XRPレジャー上では、RLUSD残高が現在9億5,000万ドル超に達し、同ネットワークに存在するステーブルコイン供給の9割以上を占める。直近7日間だけでも8%超の増加となっており、単一銘柄への集中が進む形だ。
この集中は、XRPレジャー上の安定した流動性プールの拡大を意味する。一方でEthereum (ETH)ネットワークでは、RLUSDはステーブルコイン供給全体の0.7%程度にとどまっており、プレゼンスには大きな差がある。
流動性の増強と歩調を合わせる形で、XRPは対イーサリアムでも相対的に優位に立っている。
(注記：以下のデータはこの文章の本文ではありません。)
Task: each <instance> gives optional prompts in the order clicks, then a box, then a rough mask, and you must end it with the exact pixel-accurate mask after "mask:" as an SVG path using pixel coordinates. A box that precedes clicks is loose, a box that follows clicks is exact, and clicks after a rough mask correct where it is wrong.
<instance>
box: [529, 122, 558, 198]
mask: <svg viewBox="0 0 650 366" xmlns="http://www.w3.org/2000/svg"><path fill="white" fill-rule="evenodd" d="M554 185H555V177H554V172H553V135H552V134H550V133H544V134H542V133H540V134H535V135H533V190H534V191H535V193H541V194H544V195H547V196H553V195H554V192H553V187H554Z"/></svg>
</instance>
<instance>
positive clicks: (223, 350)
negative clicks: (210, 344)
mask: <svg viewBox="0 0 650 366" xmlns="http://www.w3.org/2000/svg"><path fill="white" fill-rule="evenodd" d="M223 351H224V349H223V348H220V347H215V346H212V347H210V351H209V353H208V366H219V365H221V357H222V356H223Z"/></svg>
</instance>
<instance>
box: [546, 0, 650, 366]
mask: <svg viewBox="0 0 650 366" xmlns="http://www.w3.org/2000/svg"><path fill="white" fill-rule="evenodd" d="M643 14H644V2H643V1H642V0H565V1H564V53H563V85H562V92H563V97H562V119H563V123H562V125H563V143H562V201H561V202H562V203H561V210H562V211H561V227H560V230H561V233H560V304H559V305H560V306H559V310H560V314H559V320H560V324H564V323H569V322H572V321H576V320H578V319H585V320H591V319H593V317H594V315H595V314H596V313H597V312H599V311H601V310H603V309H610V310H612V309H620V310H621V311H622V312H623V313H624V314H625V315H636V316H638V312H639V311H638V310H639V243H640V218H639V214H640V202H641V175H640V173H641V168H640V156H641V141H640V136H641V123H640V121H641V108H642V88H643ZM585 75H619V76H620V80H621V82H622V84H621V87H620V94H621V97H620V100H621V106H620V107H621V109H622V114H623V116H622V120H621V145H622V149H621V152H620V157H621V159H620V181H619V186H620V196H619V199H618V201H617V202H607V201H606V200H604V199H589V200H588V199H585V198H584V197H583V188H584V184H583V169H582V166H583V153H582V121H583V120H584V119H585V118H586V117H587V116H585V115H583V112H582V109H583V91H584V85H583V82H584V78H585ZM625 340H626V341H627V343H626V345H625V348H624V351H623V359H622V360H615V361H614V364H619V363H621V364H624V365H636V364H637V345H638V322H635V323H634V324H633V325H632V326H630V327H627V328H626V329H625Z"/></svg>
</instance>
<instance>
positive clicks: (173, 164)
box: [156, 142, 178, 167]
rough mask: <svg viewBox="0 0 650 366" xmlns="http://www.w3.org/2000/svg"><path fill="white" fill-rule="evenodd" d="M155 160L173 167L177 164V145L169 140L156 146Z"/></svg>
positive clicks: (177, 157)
XRP/ETHレシオは直近1週間で17%超上昇し、2025年第1四半期の相場サイクル入り以降で最も強い週次パフォーマンスとなった。
関連記事: デジタルユーロ、ECBが過去最大級のプライバシー保護を掲げ2029年導入を目指す
XRP流動性の正念場
XRPは週間ベースで一時53%超の急騰となり、1.50ドルの上値抵抗帯を明確に突破したものの、その後今週に入り約6%の反落となっている。レバレッジポジションの解消も急速に進み、1.50ドル近辺のレジスタンスがあらためて意識される展開だ。BitfinexではXRPロングポジション11.8億ドル超が一気に清算された。
一方で、RLUSD供給の増加とレバレッジ縮小の組み合わせは、上抜け後に発生しやすい売り圧力を、XRPレジャー上の流動性でどこまで吸収できるかを占う材料ともなる。
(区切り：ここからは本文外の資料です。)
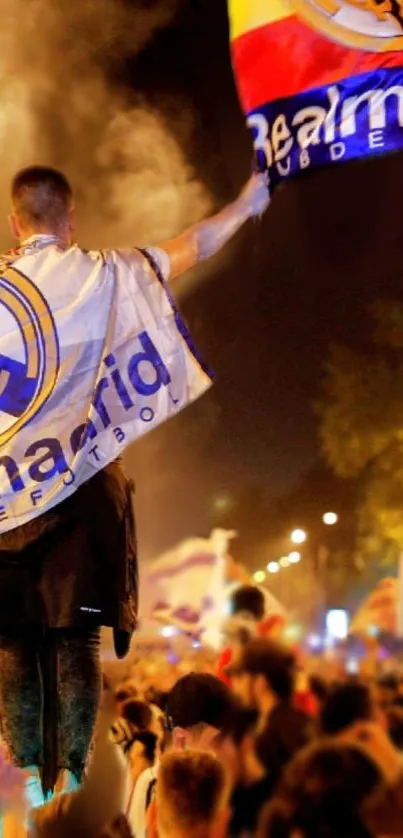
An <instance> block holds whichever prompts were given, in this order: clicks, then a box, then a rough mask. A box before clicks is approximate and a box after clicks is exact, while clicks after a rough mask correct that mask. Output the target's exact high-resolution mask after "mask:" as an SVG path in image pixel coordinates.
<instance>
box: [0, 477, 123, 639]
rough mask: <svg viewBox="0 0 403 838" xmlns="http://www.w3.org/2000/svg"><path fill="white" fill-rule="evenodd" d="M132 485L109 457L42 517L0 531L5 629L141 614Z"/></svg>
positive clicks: (0, 571) (118, 632) (92, 625)
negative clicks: (138, 596)
mask: <svg viewBox="0 0 403 838" xmlns="http://www.w3.org/2000/svg"><path fill="white" fill-rule="evenodd" d="M132 495H133V486H132V483H131V481H129V480H128V479H127V477H126V475H125V473H124V471H123V469H122V467H121V464H120V463H119V462H114V463H111V464H110V465H109V466H107V467H106V468H105V469H104V470H103V471H100V472H98V473H97V474H95V475H94V477H93V478H92V479H91V480H89V481H88V482H87V483H85V484H84V485H82V486H81V487H80V488H79V489H77V491H76V492H75V493H74V494H73V495H72V496H71V497H69V498H68V499H67V500H65V501H64V502H63V503H61V504H59V505H58V506H56V507H55V508H54V509H52V510H50V511H49V512H46V513H45V514H44V515H42V516H41V517H39V518H35V519H34V520H32V521H29V522H28V523H27V524H24V525H23V526H21V527H18V528H17V529H15V530H11V531H10V532H7V533H4V534H2V535H0V628H3V627H4V626H17V625H23V624H35V625H38V624H39V625H43V626H47V627H49V628H68V627H75V628H78V627H83V628H84V627H87V626H88V627H89V628H90V627H93V626H99V625H102V626H111V627H112V628H114V629H115V640H116V639H117V638H118V637H120V643H119V641H118V645H121V641H122V635H123V636H124V634H127V635H131V634H132V632H133V630H134V628H135V626H136V621H137V610H138V569H137V548H136V534H135V522H134V512H133V506H132Z"/></svg>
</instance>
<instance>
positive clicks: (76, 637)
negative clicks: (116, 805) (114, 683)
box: [52, 629, 101, 782]
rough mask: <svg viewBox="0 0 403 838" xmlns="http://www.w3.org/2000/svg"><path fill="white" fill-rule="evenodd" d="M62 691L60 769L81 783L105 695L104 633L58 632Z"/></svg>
mask: <svg viewBox="0 0 403 838" xmlns="http://www.w3.org/2000/svg"><path fill="white" fill-rule="evenodd" d="M52 634H53V635H54V637H55V639H56V649H57V687H58V702H57V704H58V762H57V767H58V769H59V771H60V770H63V769H64V770H65V771H68V772H70V774H72V775H74V777H75V779H76V780H77V781H78V782H80V781H81V779H82V776H83V772H84V768H85V762H86V759H87V756H88V751H89V748H90V745H91V741H92V737H93V733H94V727H95V721H96V717H97V713H98V707H99V702H100V695H101V666H100V657H99V650H100V635H101V630H100V629H94V630H93V631H88V630H83V629H57V630H56V629H55V630H54V631H52Z"/></svg>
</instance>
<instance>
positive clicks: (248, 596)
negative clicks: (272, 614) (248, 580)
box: [230, 585, 266, 621]
mask: <svg viewBox="0 0 403 838" xmlns="http://www.w3.org/2000/svg"><path fill="white" fill-rule="evenodd" d="M265 610H266V608H265V599H264V594H263V591H261V590H260V588H257V587H256V586H255V585H241V586H240V587H239V588H236V590H235V591H234V593H233V594H232V597H231V599H230V612H231V614H233V615H235V614H241V613H242V612H244V613H246V614H251V615H252V617H254V618H255V620H259V621H260V620H263V617H264V615H265Z"/></svg>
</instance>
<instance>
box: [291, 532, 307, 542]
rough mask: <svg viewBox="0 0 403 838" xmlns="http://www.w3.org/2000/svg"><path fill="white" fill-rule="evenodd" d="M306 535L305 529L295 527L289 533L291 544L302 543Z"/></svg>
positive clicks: (306, 534) (306, 533)
mask: <svg viewBox="0 0 403 838" xmlns="http://www.w3.org/2000/svg"><path fill="white" fill-rule="evenodd" d="M307 538H308V536H307V533H306V532H305V530H300V529H296V530H293V531H292V533H291V541H292V543H293V544H304V543H305V541H306V540H307Z"/></svg>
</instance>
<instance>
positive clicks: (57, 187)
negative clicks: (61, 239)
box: [11, 166, 73, 230]
mask: <svg viewBox="0 0 403 838" xmlns="http://www.w3.org/2000/svg"><path fill="white" fill-rule="evenodd" d="M11 200H12V205H13V211H14V212H15V214H16V216H17V218H18V219H19V220H20V221H21V222H22V223H23V224H24V225H26V226H27V227H31V228H32V229H34V230H35V229H38V230H40V229H44V228H48V229H50V230H53V229H55V230H57V228H58V227H60V226H61V225H62V224H63V223H65V221H66V219H67V217H68V214H69V211H70V209H71V207H72V202H73V193H72V190H71V186H70V184H69V182H68V180H67V178H66V177H65V175H64V174H63V173H62V172H59V171H58V170H57V169H52V168H50V167H48V166H29V167H28V168H26V169H20V171H19V172H17V174H16V175H15V177H14V179H13V182H12V187H11Z"/></svg>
RLUSD供給の拡大基調が続くようであれば、XRPが再び1.50ドル水準を試すシナリオには説得力が増す。ただし、足元のデータだけでは、この水準を確実に奪回できると結論づけるにはなお不十分だ。
さらにXRP/ETHレシオは週明けに下向きでスタートしており、今回の下落局面が「一時的な押し目」にとどまるのか、それともより広範な巻き戻し相場への転換点となるのかはまだ見極めがつかない。先週のレシオ17%上昇はXRP価格の53%急騰と連動しており、今後の動きは、利確とレバレッジ解消を経てもなお、拡大したRLUSD流動性が持続的にXRP市場を下支えできるのかを測る試金石となる。